Another major natural gas concern is the vast consumption of fresh water required, particularly where hydraulic fracturing (fracking) is used to break up underground rock or shale to release the entrapped gas. Related to this is the chemical pollution of the water used in fracking. Chemicals are mixed into the fracking solution. It is then dumped at the surface or left underground.
In North America, the chemicals and their quantity are considered commercial, proprietary information which the public does not have the right to examine. A rare glimpse into this secretive world was provided in an article in the May 4 Vancouver Sun. It reports that the dozens of chemicals used in fracking include hydrochloric acid, ethylene glycol (antifreeze), xylene, light aromatic naphtha, polyethylene glycol and kerosene.
The gas industry in Canada and the U.S. says there is ‘no problem’ with fracking. It says the chemicalized fracking solution is forced much deeper underground than fresh water tables. But Ben Parfitt, a resource policy analyst with the Canadian Centre for Policy Alternatives, told the Sun there is evidence in Colorado and Wyoming of contamination of drinking water from fracking in very deep zones.
The non-profit ProPublica newsroom has reported water contamination in almost 1,000 rural water wells in U.S. regions where drilling is taking place. The Building Resistance Tour currently in northern BC reports very serious concerns and examples of fresh water pollution already taking place in the region, that is, prior to the big expansion of fracked gas extraction that is projected.
Where the Parties Stand
The Liberals and the NDP each support the gas plans. The Liberals made it the centrepoint of their election platform, saying the projects will guarantee prosperity in the province for decades to come.

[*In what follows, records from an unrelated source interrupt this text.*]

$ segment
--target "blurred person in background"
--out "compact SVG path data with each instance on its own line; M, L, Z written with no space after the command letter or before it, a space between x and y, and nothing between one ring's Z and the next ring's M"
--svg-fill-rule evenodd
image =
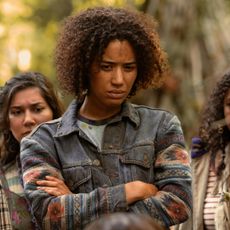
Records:
M230 229L230 71L207 100L192 139L193 215L181 230Z
M85 230L164 230L150 216L134 213L113 213L102 216Z
M34 229L20 174L20 141L37 125L62 115L53 86L37 72L19 73L0 91L0 229ZM33 162L33 161L32 161ZM32 164L31 162L31 164ZM65 190L63 181L51 193ZM66 193L68 191L64 191Z

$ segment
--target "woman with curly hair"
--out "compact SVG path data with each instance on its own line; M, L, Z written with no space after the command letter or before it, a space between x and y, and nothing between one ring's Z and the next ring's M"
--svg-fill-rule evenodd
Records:
M191 157L193 221L180 229L230 229L230 71L207 101Z
M38 72L19 73L0 90L0 229L34 229L20 173L20 141L42 122L62 115L52 84ZM48 177L50 194L70 192L63 180Z
M191 174L180 122L128 101L166 74L155 21L112 7L71 16L56 67L60 85L76 99L21 148L25 192L40 226L83 229L114 212L147 214L164 227L185 221ZM50 196L46 175L63 176L73 194Z

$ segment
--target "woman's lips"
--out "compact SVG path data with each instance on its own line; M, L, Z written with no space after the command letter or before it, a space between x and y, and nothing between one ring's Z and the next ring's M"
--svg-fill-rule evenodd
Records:
M108 96L113 99L121 99L125 97L124 91L110 91L108 92Z

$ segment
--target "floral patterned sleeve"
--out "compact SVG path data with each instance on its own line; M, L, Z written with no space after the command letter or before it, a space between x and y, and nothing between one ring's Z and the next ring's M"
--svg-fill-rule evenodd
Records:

The NDP’s environment critic, Rob Fleming, thinks the province can give a green light to LNG and still maintain its (absurdly timid) greenhouse gas emission reduction targets. He thinks that “alternative energy” sources, namely wind power, and “excess” hydroelectricity can be used to power LNG plants.
Ian Bruce, climate change specialist with the David Suzuki Foundation, thinks otherwise. “Given the current level of extraction of shale gas and the required power to export these fossil fuels, we’re looking at carbon pollution levels that exceed Alberta’s tar sands.”

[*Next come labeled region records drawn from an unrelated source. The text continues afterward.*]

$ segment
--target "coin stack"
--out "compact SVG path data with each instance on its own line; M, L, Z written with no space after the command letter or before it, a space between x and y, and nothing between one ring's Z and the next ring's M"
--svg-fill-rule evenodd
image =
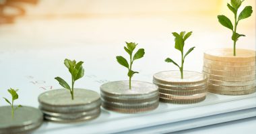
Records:
M110 82L100 86L102 107L119 113L135 113L156 109L159 105L158 87L151 83L131 81Z
M243 95L256 91L255 51L216 49L204 53L203 72L208 76L209 92Z
M90 90L74 89L74 100L67 89L50 90L41 94L38 101L44 119L51 121L86 121L100 114L100 96Z
M10 106L0 107L0 134L30 133L42 124L42 113L38 109L23 106L13 117L11 113Z
M195 103L205 99L206 75L184 71L164 71L153 76L153 82L158 86L160 100L176 104Z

That leaves electoral opposition in the hands of the Green Party. A widely-reported press conference by the party on May 9 reiterated the party’s call for a moratorium on the fracking of natural gas. Left unsaid was whether the moratorium would apply to the Apache/Chevron/Encana project in Kitimat. It received an export approval from the National Energy Board in 2011. Construction of the LNG plant and 463 kilometre feeder pipeline is underway.
The Green Party’s Statement of Intent says, “The Green Party of British Columbia is dedicated to getting the province off oil, gas and coal.” However, the emphasis in its discourse on natural gas projects is not at all environmental. It is economic. It says that the rush of international investors into natural gas production around the world has depressed prices and will continue to do so. Hence, it believes that the “economics” of LNG will not work.

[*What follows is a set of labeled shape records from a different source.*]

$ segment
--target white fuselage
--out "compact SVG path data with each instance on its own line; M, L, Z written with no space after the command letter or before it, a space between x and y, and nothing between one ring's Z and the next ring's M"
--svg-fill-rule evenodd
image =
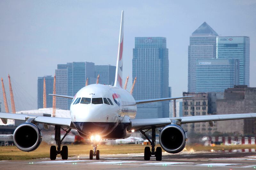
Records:
M130 119L135 117L137 107L128 91L95 84L78 91L70 110L73 124L81 137L97 135L102 138L118 139L127 137L126 128Z

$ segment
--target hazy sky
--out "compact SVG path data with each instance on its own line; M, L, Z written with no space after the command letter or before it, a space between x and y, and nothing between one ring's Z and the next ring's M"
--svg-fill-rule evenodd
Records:
M188 90L189 36L204 21L219 35L250 37L250 85L256 87L255 0L2 0L0 77L9 109L8 73L16 110L20 110L37 108L37 77L53 75L57 64L85 60L115 65L122 10L123 76L131 78L127 89L131 86L134 37L164 37L169 49L169 85L173 97L182 96Z

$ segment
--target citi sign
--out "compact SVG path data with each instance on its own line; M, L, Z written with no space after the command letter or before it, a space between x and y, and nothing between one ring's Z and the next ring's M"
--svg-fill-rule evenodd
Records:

The economic argument certainly has merit. But the main opposition to gas fracking should be its environmental and social consequences, not whether it can reward investors and pay royalties to public coffers.
During the election campaign, Green Party leader Jane Sterk voiced several other misguided qualifiers about natural gas. One is that natural gas can serve as a “transition” fuel to a greener future; a second is that if LNG goes ahead, the plants should be powered using “renewable energy.”
Green Party candidate Chris Aikman on Vancouver Island said it makes sense “to use our glut of natural gas to displace coal-fired generation.” But British Columbia has no coal-fired electrical production of significance and, in any event, the argument for natural gas as a cleaner fuel than coal is bogus.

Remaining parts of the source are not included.